Using WebAssembly threads from C, C++ and Rust

WebAssembly threads support is one of the most important performance additions to WebAssembly. It allows you to either run parts of your code in parallel on separate cores, or the same code over independent parts of the input data, scaling it to as many cores as the user has and significantly reducing the overall execution time.

In this article you will learn how to use WebAssembly threads to bring multithreaded applications written in languages like C, C++, and Rust to the web.

How WebAssembly threads work #

WebAssembly threads is not a separate feature, but a combination of several components that allows WebAssembly apps to use traditional multithreading paradigms on the web.

Web Workers #

First component is the regular Workers you know and love from JavaScript. WebAssembly threads use the new Worker constructor to create new underlying threads. Each thread loads a JavaScript glue, and then the main thread uses Worker#postMessage method to share the compiled WebAssembly.Module as well as a shared WebAssembly.Memory (see below) with those other threads. This establishes communication and allows all those threads to run the same WebAssembly code on the same shared memory without going through JavaScript again.
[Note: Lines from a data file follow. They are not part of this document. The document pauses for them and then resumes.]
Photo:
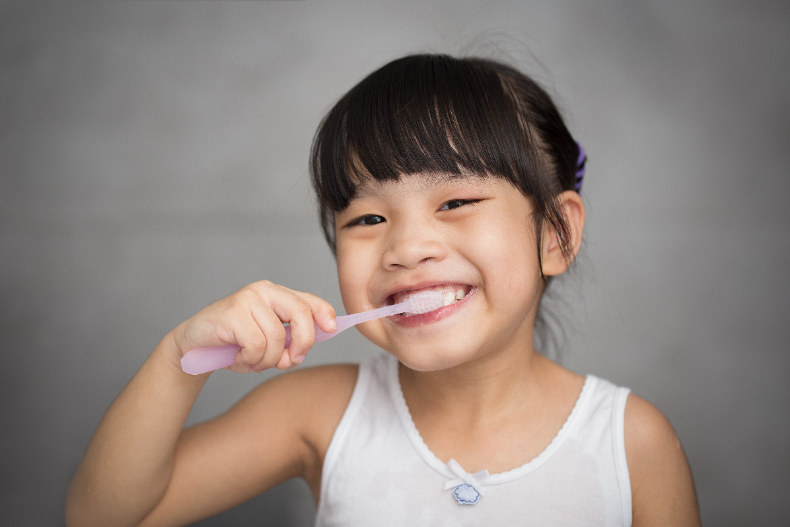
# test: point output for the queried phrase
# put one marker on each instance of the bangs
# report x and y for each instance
(424, 113)
(441, 115)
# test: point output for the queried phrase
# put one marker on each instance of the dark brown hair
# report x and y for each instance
(455, 116)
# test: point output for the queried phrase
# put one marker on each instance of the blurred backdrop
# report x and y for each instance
(153, 159)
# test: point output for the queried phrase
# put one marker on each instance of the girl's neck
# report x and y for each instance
(494, 414)
(478, 391)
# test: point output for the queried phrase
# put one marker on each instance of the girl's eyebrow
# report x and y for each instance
(373, 188)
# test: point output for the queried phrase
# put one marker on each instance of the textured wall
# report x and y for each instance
(153, 158)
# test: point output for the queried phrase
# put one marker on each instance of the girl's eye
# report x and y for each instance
(368, 219)
(455, 203)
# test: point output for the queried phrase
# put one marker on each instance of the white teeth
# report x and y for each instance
(449, 298)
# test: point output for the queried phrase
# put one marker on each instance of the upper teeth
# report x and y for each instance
(452, 297)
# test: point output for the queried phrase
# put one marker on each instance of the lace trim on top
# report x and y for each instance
(434, 462)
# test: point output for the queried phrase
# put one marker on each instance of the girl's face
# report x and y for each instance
(472, 238)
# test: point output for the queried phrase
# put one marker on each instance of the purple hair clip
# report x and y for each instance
(580, 168)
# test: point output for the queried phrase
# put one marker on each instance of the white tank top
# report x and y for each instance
(378, 471)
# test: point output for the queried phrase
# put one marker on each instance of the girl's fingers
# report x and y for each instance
(253, 318)
(323, 312)
(271, 329)
(299, 314)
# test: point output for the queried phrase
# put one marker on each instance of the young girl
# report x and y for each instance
(433, 173)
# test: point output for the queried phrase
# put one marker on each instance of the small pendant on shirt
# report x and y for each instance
(466, 494)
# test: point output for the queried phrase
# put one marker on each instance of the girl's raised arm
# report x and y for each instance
(141, 467)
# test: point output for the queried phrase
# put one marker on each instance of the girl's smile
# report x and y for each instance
(469, 237)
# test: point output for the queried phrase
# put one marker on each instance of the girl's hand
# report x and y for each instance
(253, 318)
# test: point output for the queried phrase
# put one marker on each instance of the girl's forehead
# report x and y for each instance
(423, 182)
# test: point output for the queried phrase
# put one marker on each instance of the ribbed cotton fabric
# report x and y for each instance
(378, 471)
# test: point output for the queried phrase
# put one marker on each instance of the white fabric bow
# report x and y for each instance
(473, 480)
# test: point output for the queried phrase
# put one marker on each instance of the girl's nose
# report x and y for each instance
(411, 246)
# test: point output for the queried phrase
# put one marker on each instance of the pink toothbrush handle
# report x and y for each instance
(203, 360)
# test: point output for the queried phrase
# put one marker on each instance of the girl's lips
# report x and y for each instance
(437, 314)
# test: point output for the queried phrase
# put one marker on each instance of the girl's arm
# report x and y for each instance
(141, 467)
(662, 489)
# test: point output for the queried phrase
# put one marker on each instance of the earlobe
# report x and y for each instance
(554, 260)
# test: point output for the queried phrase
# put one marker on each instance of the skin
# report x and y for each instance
(469, 368)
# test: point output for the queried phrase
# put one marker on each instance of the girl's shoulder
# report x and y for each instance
(661, 483)
(308, 401)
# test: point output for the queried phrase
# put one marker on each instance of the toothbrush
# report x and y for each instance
(202, 360)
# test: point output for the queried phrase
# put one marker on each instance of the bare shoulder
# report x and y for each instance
(313, 400)
(662, 488)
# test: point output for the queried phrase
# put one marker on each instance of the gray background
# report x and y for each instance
(153, 159)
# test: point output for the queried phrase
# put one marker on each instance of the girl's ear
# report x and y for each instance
(554, 261)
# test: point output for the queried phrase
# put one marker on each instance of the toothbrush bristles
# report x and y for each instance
(425, 302)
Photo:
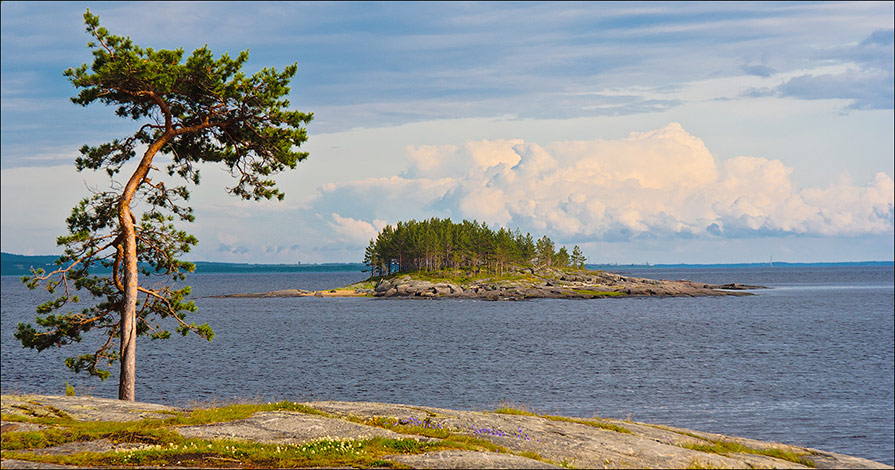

Web Workers have been around for over a decade now, are widely supported, and don’t require any special flags.

SharedArrayBuffer #

WebAssembly memory is represented by a WebAssembly.Memory object in the JavaScript API. By default WebAssembly.Memory is a wrapper around an ArrayBuffer—a raw byte buffer that can be accessed only by a single thread.

> new WebAssembly.Memory({ initial:1, maximum:10 }).buffer
ArrayBuffer { … }

To support multithreading, WebAssembly.Memory gained a shared variant too. When created with a shared flag via the JavaScript API, or by the WebAssembly binary itself, it becomes a wrapper around a SharedArrayBuffer instead. It’s a variation of ArrayBuffer that can be shared with other threads and read or modified simultaneously from either side.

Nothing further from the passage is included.